Malema claimed the 35-year-old had agreed to leave the ANC and apparently told him: “Let me go and speak to my wife [and] my mother, this is done, I’m coming.”
The EFF leader claimed the only thing that had prevented Magaqa, a confidant while Malema had been ANCYL president, from joining the EFF, had been his untimely death.
Based on what Magaqa says in the video, however, he appears to be clear about his allegiance to the ANC.
He opened up to the gathering, saying it was long overdue for him to be addressing ANC members “after all the things that have happened”, which was greeted with laughter and applause. He was referring to his suspension in 2012 from the ANC for bringing the party into disrepute, on charges that had seen Malema and others, including Floyd Shivambu, expelled.
He said: “When the EFF was formed, I knew the process, and I said to myself, comrades, I can’t give you solutions to the problem you are having.”

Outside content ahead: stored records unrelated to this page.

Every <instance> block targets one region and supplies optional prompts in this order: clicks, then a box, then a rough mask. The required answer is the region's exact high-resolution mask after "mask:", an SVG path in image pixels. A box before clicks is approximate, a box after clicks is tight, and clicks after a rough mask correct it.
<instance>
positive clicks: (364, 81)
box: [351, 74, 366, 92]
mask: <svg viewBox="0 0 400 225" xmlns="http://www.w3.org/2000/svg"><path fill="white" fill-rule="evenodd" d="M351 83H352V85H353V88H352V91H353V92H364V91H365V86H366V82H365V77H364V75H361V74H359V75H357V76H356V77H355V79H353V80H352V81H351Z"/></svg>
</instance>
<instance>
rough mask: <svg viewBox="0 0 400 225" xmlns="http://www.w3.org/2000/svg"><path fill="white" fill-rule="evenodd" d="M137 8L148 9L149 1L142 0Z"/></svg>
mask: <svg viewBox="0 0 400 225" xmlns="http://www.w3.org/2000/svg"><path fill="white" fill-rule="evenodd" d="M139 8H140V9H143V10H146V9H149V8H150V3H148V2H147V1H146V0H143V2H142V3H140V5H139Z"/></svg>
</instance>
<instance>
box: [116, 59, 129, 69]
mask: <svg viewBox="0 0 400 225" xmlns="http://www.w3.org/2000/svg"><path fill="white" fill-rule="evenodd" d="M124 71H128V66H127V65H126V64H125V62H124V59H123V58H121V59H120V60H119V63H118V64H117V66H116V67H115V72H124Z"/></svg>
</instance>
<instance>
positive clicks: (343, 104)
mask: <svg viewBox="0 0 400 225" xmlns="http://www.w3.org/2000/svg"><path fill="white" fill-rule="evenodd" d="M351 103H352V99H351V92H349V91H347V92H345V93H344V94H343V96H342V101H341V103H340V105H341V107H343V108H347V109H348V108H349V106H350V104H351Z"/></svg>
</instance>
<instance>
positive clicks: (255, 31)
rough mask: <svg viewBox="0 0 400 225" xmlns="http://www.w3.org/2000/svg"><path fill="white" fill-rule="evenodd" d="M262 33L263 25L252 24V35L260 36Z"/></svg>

Magaqa said he couldn’t tell Malema what to do if he should start his own political party.
“I didn’t have an answer. Because he was expelled in the ANC.”
Magaqa then went on to pay tribute to the ANC and acknowledge how it had shaped him over his 18 years of membership.
“Because I believed to the ideas of this movement … and this movement has shaped me … this movement has brought me up to be who I am today … this movement has contributed in my life in a manner that today I am a better person than I was before.”
As a result, he said he had wished the EFF well but decided to stay in the ANC because it was all he knew and wanted to know.
He said “if I didn’t associate myself with this wonderful organisation, maybe today I would be a street kid; maybe today I will be a thug; maybe today I will be a useless person that won’t be remembered when he dies”.
He admitted that he knew remaining in the ANC would not be easy as he was likely to be treated with suspicion and victimised.
“But all those things made me to be stronger.” He said he had learnt from his mistakes.
Magaqa admitted the door had been wide open for him to join the EFF and that there had been a time that he had nearly been “persuaded” to go to the EFF.
“If I wanted to go to the EFF I was not going to hide it … I would have went to the EFF … I would have been in parliament, nicely there, wearing red,” he said, to laughter from the audience.
He added that he knew “I was going to be number two in that organisation [the EFF].”
But his commitment to the ANC had been too strong.
“It was my decision. My decision will never be influenced by anyone; it will be influenced by the principles of the ANC, because I worship the ANC.”